Granted, feminism has helped us come a long way in terms of women’s ability to make choices about their reproduction, a right we should never take for granted. We have also made great progress in terms of expectations for men in terms of family responsibilities. But we are far from achieving the kind of equality we need to create a thriving community that supports families adequately. In my own family, Mom stayed home with us until I was in high school, when she went back to substitute teach part-time. I am grateful for the sacrifices she made in order to be there for us, and she would say today that it was not a sacrifice, she wanted to raise us and be part of our lives in that way. So I wonder sometimes if my younger sister and I, with no children, just cannot imagine balancing children and work at the same time, which may have factored in our choices.

When I was in high school and college, I did a good amount of babysitting to earn money, and while I enjoyed playing with kids aged ~6 and older, infants and toddlers were never my favorite. Some women cannot wait to hold the baby when their coworker passes around a newborn. I feel more like the scene in the movie Mr. and Mrs. Smith, where she is holding the baby with a look of trepidation as though it might be a bomb about to go off in her hands.

Mr and Mrs Smith scene

I am grateful my parents never pushed me to have children, nor made me feel guilty for making the choices I have made. Many of my friends, including my husband, had to endure a lot of pressure from their families, and still some receive much questioning on their choices not to be parents. It is viewed as some type of character flaw rather than a personal choice and one that reflects a thoughtful decision-making process. My husband likes to joke that he’s “not into poverty or slavery” as the reasons he has never wanted children.
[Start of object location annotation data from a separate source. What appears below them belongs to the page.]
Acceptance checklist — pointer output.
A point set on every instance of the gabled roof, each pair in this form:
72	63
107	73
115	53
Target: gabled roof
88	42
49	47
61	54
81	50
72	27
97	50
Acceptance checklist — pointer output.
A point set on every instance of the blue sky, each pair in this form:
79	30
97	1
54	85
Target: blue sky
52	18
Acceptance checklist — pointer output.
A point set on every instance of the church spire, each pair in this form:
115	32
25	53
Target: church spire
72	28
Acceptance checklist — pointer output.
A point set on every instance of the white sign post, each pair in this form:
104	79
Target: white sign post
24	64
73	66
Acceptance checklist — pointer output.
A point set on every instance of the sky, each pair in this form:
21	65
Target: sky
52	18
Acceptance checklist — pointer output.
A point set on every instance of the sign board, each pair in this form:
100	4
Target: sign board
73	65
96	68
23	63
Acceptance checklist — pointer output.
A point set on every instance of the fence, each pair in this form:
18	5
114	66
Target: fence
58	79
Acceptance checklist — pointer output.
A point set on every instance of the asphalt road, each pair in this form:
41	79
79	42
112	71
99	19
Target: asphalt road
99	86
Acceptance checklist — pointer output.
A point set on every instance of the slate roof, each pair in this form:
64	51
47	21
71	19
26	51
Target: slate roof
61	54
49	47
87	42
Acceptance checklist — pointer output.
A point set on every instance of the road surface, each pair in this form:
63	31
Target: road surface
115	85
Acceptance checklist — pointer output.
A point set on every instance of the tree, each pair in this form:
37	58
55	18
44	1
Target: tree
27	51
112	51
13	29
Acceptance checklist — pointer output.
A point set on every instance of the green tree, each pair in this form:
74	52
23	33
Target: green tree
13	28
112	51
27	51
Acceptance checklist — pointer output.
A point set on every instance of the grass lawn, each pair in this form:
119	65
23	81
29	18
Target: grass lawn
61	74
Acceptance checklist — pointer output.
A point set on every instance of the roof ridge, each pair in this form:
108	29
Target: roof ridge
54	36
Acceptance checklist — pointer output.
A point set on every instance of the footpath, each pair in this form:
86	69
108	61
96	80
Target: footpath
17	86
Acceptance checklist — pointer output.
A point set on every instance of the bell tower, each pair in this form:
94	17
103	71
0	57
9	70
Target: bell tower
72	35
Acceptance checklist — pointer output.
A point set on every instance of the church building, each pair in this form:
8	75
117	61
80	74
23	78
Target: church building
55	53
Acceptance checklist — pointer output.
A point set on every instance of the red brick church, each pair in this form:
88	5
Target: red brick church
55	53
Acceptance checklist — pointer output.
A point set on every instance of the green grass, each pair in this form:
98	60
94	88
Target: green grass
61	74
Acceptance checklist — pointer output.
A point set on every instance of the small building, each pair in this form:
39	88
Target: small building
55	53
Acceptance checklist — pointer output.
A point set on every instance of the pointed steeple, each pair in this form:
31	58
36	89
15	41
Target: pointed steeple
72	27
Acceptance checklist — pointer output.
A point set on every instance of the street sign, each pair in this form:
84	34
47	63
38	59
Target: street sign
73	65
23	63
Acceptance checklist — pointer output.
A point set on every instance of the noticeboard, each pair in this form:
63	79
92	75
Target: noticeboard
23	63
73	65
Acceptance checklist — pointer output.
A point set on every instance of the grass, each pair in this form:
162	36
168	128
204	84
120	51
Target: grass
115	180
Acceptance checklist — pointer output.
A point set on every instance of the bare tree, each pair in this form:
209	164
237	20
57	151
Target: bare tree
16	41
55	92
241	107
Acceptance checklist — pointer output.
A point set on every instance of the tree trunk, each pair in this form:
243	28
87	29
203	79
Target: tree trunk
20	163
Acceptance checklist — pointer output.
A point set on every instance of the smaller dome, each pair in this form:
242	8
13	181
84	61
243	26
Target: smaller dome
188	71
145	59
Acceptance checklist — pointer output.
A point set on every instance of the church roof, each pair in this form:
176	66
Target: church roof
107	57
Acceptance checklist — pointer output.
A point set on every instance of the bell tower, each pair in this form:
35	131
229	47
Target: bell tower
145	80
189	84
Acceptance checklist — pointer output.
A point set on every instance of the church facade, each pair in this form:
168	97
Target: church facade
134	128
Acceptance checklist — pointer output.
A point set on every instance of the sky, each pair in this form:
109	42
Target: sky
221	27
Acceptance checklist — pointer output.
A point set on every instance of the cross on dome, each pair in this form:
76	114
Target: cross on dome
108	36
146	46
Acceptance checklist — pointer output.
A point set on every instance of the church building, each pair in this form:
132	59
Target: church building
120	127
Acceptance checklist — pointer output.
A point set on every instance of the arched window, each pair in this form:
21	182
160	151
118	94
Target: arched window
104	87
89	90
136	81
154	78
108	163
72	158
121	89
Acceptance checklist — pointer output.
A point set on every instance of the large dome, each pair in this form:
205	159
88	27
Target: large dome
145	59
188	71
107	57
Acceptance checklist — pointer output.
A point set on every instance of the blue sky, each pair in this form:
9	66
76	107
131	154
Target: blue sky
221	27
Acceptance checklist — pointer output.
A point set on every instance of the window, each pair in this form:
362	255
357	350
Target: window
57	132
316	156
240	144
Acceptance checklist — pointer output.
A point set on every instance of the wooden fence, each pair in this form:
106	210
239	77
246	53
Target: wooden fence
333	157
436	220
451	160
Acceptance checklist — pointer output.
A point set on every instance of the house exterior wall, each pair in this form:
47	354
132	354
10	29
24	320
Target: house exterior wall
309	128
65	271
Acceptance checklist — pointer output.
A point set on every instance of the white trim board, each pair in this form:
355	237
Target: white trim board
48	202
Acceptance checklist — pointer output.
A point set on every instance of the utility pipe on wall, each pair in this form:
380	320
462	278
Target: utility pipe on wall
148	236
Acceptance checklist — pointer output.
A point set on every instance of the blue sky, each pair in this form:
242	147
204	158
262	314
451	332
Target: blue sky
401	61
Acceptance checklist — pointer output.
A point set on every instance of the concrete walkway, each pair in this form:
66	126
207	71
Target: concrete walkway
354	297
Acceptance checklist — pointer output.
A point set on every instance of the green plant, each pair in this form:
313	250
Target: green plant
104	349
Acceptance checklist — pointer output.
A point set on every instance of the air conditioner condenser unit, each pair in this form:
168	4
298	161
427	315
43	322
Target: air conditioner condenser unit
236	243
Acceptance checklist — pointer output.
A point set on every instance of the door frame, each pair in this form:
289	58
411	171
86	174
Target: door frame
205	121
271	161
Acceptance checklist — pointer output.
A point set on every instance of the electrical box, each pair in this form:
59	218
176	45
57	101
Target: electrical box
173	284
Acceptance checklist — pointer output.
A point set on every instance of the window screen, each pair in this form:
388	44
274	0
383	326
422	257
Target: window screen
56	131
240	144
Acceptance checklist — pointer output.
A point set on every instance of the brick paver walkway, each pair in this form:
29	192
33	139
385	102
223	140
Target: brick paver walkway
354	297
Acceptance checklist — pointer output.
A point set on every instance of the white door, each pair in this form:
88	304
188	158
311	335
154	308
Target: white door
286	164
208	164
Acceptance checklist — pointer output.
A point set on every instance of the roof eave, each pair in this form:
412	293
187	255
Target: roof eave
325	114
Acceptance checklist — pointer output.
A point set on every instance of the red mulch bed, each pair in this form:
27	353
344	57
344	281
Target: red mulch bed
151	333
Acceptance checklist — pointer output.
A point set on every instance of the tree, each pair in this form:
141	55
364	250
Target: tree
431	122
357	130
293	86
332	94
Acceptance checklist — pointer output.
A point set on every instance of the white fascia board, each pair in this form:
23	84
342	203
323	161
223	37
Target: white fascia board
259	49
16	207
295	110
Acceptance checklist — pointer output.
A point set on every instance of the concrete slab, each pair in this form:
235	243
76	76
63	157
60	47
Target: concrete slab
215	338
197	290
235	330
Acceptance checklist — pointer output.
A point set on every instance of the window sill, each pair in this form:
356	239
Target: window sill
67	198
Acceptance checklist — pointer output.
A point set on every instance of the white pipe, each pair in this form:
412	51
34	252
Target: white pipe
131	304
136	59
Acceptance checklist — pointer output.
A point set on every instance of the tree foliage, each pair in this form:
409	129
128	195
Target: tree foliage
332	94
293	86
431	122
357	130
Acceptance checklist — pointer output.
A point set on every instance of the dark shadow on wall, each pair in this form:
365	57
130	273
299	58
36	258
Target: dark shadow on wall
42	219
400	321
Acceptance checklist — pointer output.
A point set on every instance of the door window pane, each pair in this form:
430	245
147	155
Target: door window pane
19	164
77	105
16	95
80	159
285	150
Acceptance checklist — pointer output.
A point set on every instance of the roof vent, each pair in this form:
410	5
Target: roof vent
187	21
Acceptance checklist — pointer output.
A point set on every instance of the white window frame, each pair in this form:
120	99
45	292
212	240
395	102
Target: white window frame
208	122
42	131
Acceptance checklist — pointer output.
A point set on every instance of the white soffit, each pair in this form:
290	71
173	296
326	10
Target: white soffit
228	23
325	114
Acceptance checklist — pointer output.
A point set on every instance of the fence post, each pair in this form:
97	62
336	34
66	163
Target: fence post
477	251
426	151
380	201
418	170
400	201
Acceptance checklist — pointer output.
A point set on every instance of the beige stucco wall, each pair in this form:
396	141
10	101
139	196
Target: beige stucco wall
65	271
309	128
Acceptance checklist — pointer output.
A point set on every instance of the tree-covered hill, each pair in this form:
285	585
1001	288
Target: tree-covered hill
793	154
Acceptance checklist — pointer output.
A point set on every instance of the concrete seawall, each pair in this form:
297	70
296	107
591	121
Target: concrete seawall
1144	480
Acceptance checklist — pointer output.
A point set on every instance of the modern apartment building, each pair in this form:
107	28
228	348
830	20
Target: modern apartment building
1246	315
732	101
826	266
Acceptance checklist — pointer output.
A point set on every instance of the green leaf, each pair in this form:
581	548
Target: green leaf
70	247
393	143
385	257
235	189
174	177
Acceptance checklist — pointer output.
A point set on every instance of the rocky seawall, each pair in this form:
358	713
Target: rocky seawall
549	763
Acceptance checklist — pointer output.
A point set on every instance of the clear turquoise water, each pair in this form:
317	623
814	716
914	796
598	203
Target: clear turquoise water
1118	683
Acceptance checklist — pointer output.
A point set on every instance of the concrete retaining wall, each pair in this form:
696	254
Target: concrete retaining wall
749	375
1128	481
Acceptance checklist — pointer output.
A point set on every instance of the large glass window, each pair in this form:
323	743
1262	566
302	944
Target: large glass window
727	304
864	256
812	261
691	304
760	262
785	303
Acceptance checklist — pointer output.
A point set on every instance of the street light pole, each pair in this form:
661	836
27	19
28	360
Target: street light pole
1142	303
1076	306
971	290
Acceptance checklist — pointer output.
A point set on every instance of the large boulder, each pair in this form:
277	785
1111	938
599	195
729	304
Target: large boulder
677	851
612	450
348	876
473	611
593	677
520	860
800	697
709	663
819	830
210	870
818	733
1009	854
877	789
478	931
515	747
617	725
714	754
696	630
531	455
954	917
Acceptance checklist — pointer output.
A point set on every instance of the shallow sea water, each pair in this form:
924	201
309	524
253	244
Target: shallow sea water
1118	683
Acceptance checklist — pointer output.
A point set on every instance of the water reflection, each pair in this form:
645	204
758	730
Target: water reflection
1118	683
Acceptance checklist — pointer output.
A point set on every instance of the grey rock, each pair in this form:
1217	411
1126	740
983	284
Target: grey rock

While it is tongue-in-cheek, it also expresses a fundamental understanding that the decision to have a family is not a casual decision and it is one that requires a big commitment.

As I consider the work I do, and the role I play on my team, I remember that I was called “a mama bear” for my group. I was the person everyone sought out when there was an issue or a problem, or when they needed my help. When I took the Strength Finder assessment back in 2012 with my work team, and it came out with: Intellection, Input, Relator, Developer and Empathy, this made perfect sense to me. I get so much satisfaction out of helping to develop team members’ and colleagues’ careers. I had always attributed this to the fact that I come from a family of teachers, but maybe there is some deeper trait there. Perhaps I channel those “maternal” instincts in a different way from women who have children, and I still create value in the world in this way.

I am an introvert, and I enjoy a lot of quiet time and solitude as a way to keep myself balanced and centered. Children complicate that scenario. Perhaps my limited imagination, or way too much babysitting, did not allow me to envision a future where I could live my best life, contribute my gifts fully and be a parent. But in any case, I know at a deep, spiritual level, I have made decisions that keep me in my integrity while doing the best I can. Certainly I have made mistakes and there are things I could have done differently, but this decision I own deeply. I hope that others who make the same choice can embrace their decisions and feel worthy to live their lives as they see fit, rather than feeling shame or regret about not fulfilling others’ idea of how to life a good life.